Successivamente, abbiamo utilizzato i virus pseudotipati menzionati sopra per eseguire test di neutralizzazione utilizzando 79 campioni di plasma di operatori sanitari sani dell’Università del Cile e della Clínica Santa María a Santiago, in Cile.
Abbiamo escluso 4 campioni poiché non siamo stati in grado di calcolare un titolo ID50. Dei campioni analizzati, il 73% corrispondeva a donne, età mediana 34 anni (IQR 29 – 43) e un indice massimo corporeo (BMI) di 25 (IQR 22.7 – 27). Il 20.5% dei partecipanti ha dichiarato di essere un fumatore attivo durante il periodo di immunizzazione. I campioni sono stati ottenuti in una media di 95 giorni (IQR 76 – 96) dopo la seconda dose del vaccino CoronaVac
Abbiamo osservato che la neutralizzazione del virus pseudotipato che trasportava la proteina spike di tipo Wild ha prodotto una diluizione inibitoria del 50% (ID50) titolo medio di 191.46 (154.9 – 227.95, IC 95%,), mentre era 153.92 (115.68 – 192.16, IC 95%), 124.73 (86.2 – 163.2, IC 95%), 104.57 (75.02 – 134.11, IC 95%) ) e 78.75 (49.8 – 107.6, IC 95%) per i virus pseudotipizzati portatori della proteina spike del mutante D614G o delle varianti Alpha, Gamma e Lambda, rispettivamente.

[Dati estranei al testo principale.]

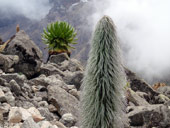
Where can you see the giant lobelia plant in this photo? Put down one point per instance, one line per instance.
(102, 96)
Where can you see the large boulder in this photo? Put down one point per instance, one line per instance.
(30, 56)
(150, 116)
(7, 62)
(137, 84)
(63, 101)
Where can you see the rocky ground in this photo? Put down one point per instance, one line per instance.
(34, 94)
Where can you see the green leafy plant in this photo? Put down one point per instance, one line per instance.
(59, 36)
(103, 84)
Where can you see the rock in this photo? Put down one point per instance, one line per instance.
(75, 93)
(35, 114)
(50, 80)
(1, 71)
(2, 81)
(136, 99)
(43, 104)
(45, 124)
(30, 56)
(10, 98)
(17, 114)
(68, 105)
(2, 96)
(59, 124)
(15, 87)
(162, 98)
(47, 114)
(68, 120)
(136, 84)
(58, 59)
(52, 108)
(4, 109)
(150, 116)
(7, 62)
(29, 123)
(71, 65)
(48, 70)
(42, 94)
(164, 90)
(74, 78)
(20, 79)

Abbiamo anche osservato che la media geometrica del titolo dell'ID50 i titoli sono diminuiti di un fattore di 3.05 (2.57 – 3.61, IC 95%) per il virus pseudotipato portatore del picco Lambda, 2.33 (1.95 – 2.80, IC 95%) per il picco Gamma, 2.03 (1.71 – 2.41, IC 95%) per il picco Alpha e 1.37 (1.20 – 1.55, IC 95%) per il picco D614G rispetto al picco di tipo Wild.
Nel nostro gruppo di studio non è stata osservata alcuna correlazione tra sesso, età, indice di massa corporea (BMI) o stato di fumo e titoli anticorpali neutralizzanti.
Immagine 2.Test di neutralizzazione utilizzando campioni di plasma di vaccinati CoronaVac
(A) Cambiamenti nel titolo di neutralizzazione reciproco al 50% (ID50) nei campioni di plasma di 75 destinatari del vaccino CoronaVac contro D614G (lignaggio B), Alpha (lignaggio B.1.1.7),
Varianti Gamma (lignaggio P.1) e Lambda (lignaggio C.37) rispetto al virus di tipo selvaggio. I risultati vengono visualizzati come differenza nei titoli di neutralizzazione dei campioni abbinati. Valori P per il confronto dell'ID50 sono calcolati con il test dei ranghi con segno di Wilcoxon.
(B) I box plot indicavano l'intervallo mediano e interquartile (IQR) dell'ID50 per ogni virus pseudotipato. Le modifiche dei fattori vengono visualizzate come differenza della media geometrica del titolo nell'ID50 rispetto a quelli del virus pseudotipato Wild type. Le analisi statistiche sono state eseguite utilizzando il test dei ranghi con segno di Wilcoxon per coppie abbinate.
Insieme, i nostri dati hanno rivelato che la proteina spike della variante di interesse recentemente riconosciuta Lambda, altamente circolante in Cile e nei paesi sudamericani, porta mutazioni che conferiscono maggiore infettività e capacità di sfuggire agli anticorpi neutralizzanti provocati da CoronaVac.